Single by Ghali featuring Madame

from the album Sensazione ultra
- Released: 17 June 2022
- Recorded: 2022
- Length: 2:45
- Label: Atlantic; Warner; Sto;
- Composers: Eugenio Maimone; Federico Mercuri; Giordano Cremona; Leonardo Grillotti;
- Lyricists: Ghali Amdouni; Francesca Calearo; Jacopo Ettorre;
- Producer: Itaca

Ghali singles chronology
| "Fortuna" (2022) | "Pare" (2022) | "Puta" (2023) |

Madame singles chronology
| "L'eccezione" (2021) | "Pare" (2022) | "Caos" (2022) |

= Pare (song) =

"Pare" is a song by Italian rapper Ghali, with featured vocals by Madame. It was released on 17 June 2022 as the fourth single from Ghali's third studio album Sensazione ultra.

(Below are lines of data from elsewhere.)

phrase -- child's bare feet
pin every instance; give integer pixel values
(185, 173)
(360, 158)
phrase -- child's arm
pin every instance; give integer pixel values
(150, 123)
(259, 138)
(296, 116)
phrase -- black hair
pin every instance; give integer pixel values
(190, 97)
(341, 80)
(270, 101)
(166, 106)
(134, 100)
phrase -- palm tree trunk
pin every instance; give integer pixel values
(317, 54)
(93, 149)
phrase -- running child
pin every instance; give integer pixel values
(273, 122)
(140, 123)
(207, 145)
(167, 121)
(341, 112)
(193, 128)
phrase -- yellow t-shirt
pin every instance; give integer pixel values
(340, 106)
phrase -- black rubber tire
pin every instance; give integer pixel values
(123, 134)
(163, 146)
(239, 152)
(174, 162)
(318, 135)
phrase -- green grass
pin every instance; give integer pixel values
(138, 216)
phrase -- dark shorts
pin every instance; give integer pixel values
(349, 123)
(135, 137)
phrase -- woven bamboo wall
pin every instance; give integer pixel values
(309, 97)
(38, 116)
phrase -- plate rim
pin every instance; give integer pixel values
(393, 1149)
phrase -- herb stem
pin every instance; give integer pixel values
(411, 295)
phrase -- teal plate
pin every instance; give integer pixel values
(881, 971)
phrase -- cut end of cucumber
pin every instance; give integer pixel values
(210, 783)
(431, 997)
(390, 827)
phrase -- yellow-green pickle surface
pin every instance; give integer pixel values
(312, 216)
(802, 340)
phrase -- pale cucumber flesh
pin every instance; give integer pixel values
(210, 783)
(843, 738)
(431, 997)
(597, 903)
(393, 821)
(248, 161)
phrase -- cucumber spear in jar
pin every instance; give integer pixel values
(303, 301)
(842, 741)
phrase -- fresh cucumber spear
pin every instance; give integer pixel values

The song also includes an uncredited vocal cameo by rapper Massimo Pericolo.

==Personnel==
Credits adapted from Tidal.
- Ghali – lyricist and vocals
- Madame – featured artist, lyricist, vocals
- Itaca – producer, programming and recording engineer
- Eugenio Maimone – composer
- Federico Mercuri – composer
- Giordano Cremona – composer
- Leonardo Grillotti – composer
- Jacopo Ettorre – lyricist
- Mikaelin "Blue" BlueSpruce – mixing engineer

==Music video==
The music video for "Pare", directed by Davide Vicari, was released on 27 June 2022 via Ghali's YouTube channel.

==Charts==

===Weekly charts===

Weekly chart performance for "Pare"
| Chart (2022) | Peak position |
|---|---|
| Italy (FIMI) | 29 |

===Year-end charts===

Year-end chart performance for "Pare"
| Chart (2022) | Position |
|---|---|
| Italy (FIMI) | 74 |

==Certifications==

| Region | Certification | Certified units/sales |
| Italy (FIMI) | 2× Platinum | 200,000^{‡} |
^{‡} Sales+streaming figures based on certification alone.